Poster Paper: Medicaid Physician Fees and Use of Primary Care Services: An Analysis of Recent Data Inclusive of ACA Fee Increase

Saturday, November 10, 2018
Exhibit Hall C - Exhibit Level (Marriott Wardman Park)

*Names in bold indicate Presenter

Anuj Gangopadhyaya, Urban Institute, Cuiping Schiman, Northwestern University and Robert Kaestner, University of California, Riverside


We examine whether fees paid by Medicaid to primary care physicians affects the use of health care services with data that span the recent and large increases in fees mandated by the ACA. A difference-in-differences research design is used to obtain estimates of the association between Medicaid physician reimbursement and whether a person has a personal doctor (provider); whether a person had a routine check-up in the past year; whether a woman has had a breast exam or a Pap test in the past year; whether a person has a dental visit or flu shot in the past year; whether a person has ever been diagnosed with asthma, diabetes, cardiovascular diseases, cancer, or chronic obstructive pulmonary disease; and whether a person had diabetes care in the past year.
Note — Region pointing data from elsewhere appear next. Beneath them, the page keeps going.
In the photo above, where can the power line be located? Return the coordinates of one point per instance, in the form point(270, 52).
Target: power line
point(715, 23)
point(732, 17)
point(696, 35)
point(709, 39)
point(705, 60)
Data for the analysis are drawn from the Behavioral Risk Factor Surveillance System (BRFSS), which is one of the few sources of publicly available data that has the requisite information to conduct a study of this type. Results indicate that Medicaid fees for primary care are mostly unrelated to the use of services we examined with the exception that dental visits are positively, though modestly, associated with Medicaid fees. We conclude that Medicaid fees do not seem to have a major impact on the use of services; however, we note that our study looked at a narrow range of services due to data availability.